Регина отыскала удобное дерево и быстро туда залезла, спиной чувствуя восхищенные взгляды. Однако когда оглянулась мельком, все, кто не участвовал в штурме, уставились в бинокли. "От самомнения избавляться надо", — хмыкнула она и прилипла к окулярам. Черные фигурки скользили вокруг дома. Она издалека узнала Куклу. Куда же без него.

Подъехала еще одна машина. Все оживились: из такси вышел генерал Нарутов — седой, представительный. Не скажешь, что ему на пенсию скоро. Открыл дверцу, подал руку и — сначала стройные ножки на высоченных каблуках, а потом и вся вытянулась рядом его жена — высокая, молоденькая совсем, чем-то похожая на березку в белом мини-платье. Спасибо волосы в прическу убрала, обычно ходит с гривой роскошных волос едва не до пояса. Регина сердито отвернулась. Сказал, что приедет, и приехал. У него личный самолет, что ли? Как он успел? Меньше всего ей хотелось сейчас сталкиваться с отцом. Впрочем, он тоже не торопился ее беспокоить. А что он, собственно, вообще тут делает? Даже оперов из людей отправили отсюда, а он...

Она заставила себя сосредоточиться на подозрительном доме. Ребята в темных костюмах скользнули в дом почти одновременно: в окно, в дверь. Регине показалось, что мир погрузился в тишину. Сердце отстукивало секунды.

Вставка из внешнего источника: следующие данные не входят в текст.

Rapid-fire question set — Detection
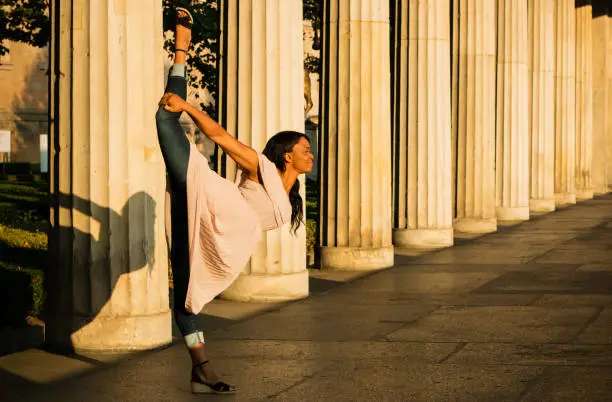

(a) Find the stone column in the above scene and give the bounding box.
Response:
[45,0,172,351]
[528,0,555,212]
[496,0,529,221]
[592,0,612,194]
[319,0,393,270]
[555,0,576,206]
[452,0,497,233]
[575,0,593,200]
[219,0,308,301]
[392,0,453,247]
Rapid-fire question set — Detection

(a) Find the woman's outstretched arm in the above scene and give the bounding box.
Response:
[160,94,259,181]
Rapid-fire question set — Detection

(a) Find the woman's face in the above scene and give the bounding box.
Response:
[287,137,314,174]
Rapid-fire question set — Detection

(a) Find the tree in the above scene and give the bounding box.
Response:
[0,0,51,56]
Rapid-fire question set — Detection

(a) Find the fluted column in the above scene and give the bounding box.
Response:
[528,0,555,212]
[575,0,593,200]
[555,0,576,206]
[592,0,612,194]
[219,0,308,301]
[496,0,529,221]
[392,0,453,247]
[45,0,172,351]
[320,0,393,270]
[452,0,497,233]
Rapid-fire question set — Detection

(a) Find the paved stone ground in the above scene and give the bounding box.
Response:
[0,196,612,402]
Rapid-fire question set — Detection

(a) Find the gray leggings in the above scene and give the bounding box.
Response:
[155,65,203,340]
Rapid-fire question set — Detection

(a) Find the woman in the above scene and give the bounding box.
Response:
[156,7,313,394]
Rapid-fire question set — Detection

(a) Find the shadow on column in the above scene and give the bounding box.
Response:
[45,191,163,353]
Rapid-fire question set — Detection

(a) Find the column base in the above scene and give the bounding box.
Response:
[529,198,555,212]
[221,270,308,302]
[497,207,529,222]
[393,229,453,248]
[453,218,497,233]
[45,310,172,353]
[555,193,576,207]
[576,188,593,201]
[320,246,394,271]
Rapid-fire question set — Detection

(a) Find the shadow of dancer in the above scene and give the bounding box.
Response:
[45,191,170,353]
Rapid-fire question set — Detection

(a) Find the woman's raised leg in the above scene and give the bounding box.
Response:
[155,6,235,393]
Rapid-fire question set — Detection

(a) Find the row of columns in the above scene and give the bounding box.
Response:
[46,0,612,350]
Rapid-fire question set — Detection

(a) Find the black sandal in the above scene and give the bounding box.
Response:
[175,5,193,29]
[191,360,236,395]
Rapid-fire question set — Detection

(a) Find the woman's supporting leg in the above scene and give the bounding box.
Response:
[155,64,190,191]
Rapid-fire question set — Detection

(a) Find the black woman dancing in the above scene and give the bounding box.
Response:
[155,7,313,394]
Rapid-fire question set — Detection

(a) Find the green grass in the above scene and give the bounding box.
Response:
[0,181,49,324]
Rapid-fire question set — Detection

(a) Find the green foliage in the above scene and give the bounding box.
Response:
[0,0,51,56]
[0,182,49,324]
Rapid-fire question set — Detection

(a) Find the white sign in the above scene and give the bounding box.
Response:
[0,130,11,153]
[40,134,49,173]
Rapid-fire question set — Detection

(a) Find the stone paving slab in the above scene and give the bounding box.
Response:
[386,306,598,343]
[447,343,612,367]
[272,362,543,402]
[520,367,612,402]
[0,196,612,402]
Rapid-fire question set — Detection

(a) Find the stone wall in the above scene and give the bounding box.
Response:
[0,42,48,162]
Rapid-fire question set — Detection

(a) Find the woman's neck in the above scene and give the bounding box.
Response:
[279,168,299,194]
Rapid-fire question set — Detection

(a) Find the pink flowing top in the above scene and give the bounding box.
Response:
[165,144,291,314]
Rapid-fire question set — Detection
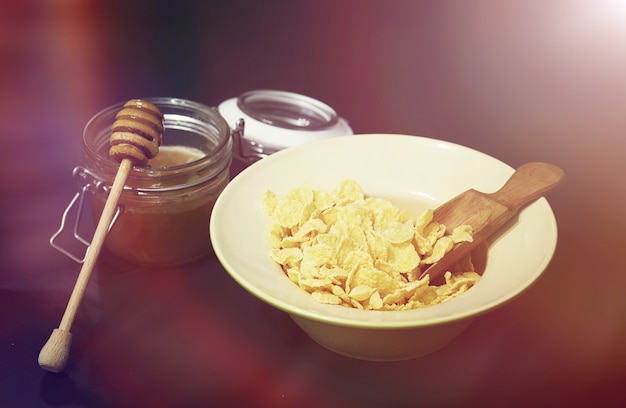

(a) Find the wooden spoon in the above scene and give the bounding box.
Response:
[420,162,564,282]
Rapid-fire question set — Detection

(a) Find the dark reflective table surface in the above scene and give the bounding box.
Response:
[0,0,626,408]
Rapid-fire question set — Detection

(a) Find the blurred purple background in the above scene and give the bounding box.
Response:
[0,0,626,407]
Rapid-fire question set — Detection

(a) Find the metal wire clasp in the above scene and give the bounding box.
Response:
[50,166,124,264]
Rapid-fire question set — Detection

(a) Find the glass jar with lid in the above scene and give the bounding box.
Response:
[51,98,232,267]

Ну что там у них? Почему ничего не сообщают? Регина зашипела от злости, быстро надавила пальцами в уголки глаз, проморгалась и снова стала следить.


Сделка


Лекс спустился по лестнице, держа руку с цомттой в кармане. Сначала он увидел Олесю. Она стояла посередине комнаты, обнаженная, кожу во многих местах будто соскоблили, она сочилась сукровицей. Родители сидели за столом. Харитон Маркович обнял себя, Ульяна Владимировна сложила ладони на коленях словно школьница. Леша снова взглянул на девушку, но она не заметила его присутствия. И тогда он понял, что она уже не здесь. И там, где она сейчас, тоже кошмар, потому что она мелко дрожала.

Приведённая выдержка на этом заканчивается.